Databricks Community

subhadeep · ‎01-21-2025

Can some write a sql query , which queries a table like select * from stages.benefit , creates a csv and upload on azure

Isi · ‎01-23-2025

Hey!

Well, not many details have been provided, but in general, this approach could work for you. Hope it helps!
df = spark.sql("SELECT * FROM stages.benefit")

df.write.mode("overwrite").option("header", "true").csv(output_path)

🙂

hari-prasad · ‎01-23-2025

Hi @subhadeep ,

You can achieve this in SQL similarly to how you write a dataframe into a table or blob path. We will create an external table pointing to the blob path or mounted blob path. Note that this table does not support ACID transactions and versioning like a Delta table. However, you can set partitions to manage the data. Instead of a single CSV file, you will see multiple part files created as CSVs based on your data inserts.

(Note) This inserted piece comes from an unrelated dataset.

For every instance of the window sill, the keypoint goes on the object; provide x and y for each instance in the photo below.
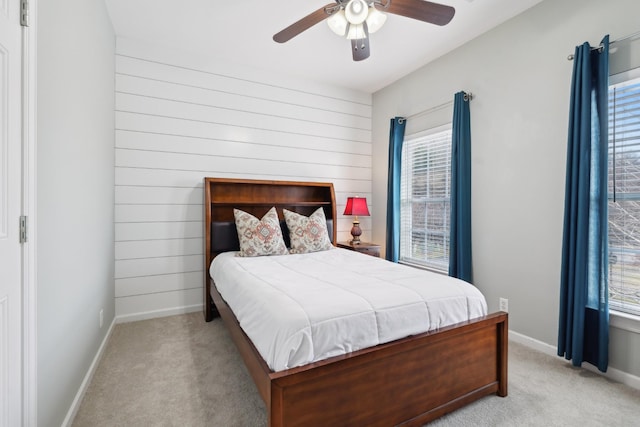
(624, 321)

-- Create a table with csv format and pointing to blob location
Create or replace table new_external_table_in_blob (
id int,
...
)
Using CSV
Location '.../path/blob'
;

-- Insert data into table 
Insert into new_external_table_in_blob 
values (1, ...);

To obtain a single file, perform a PySpark or Scala DataFrame operation and coalesce to 1 for a single partition of data. You can then write this to a blob path. If your data volume is small, you can convert the Spark DataFrame into a Pandas DataFrame and write it to the blob path as a single CSV file.

Regards,
Hari Prasad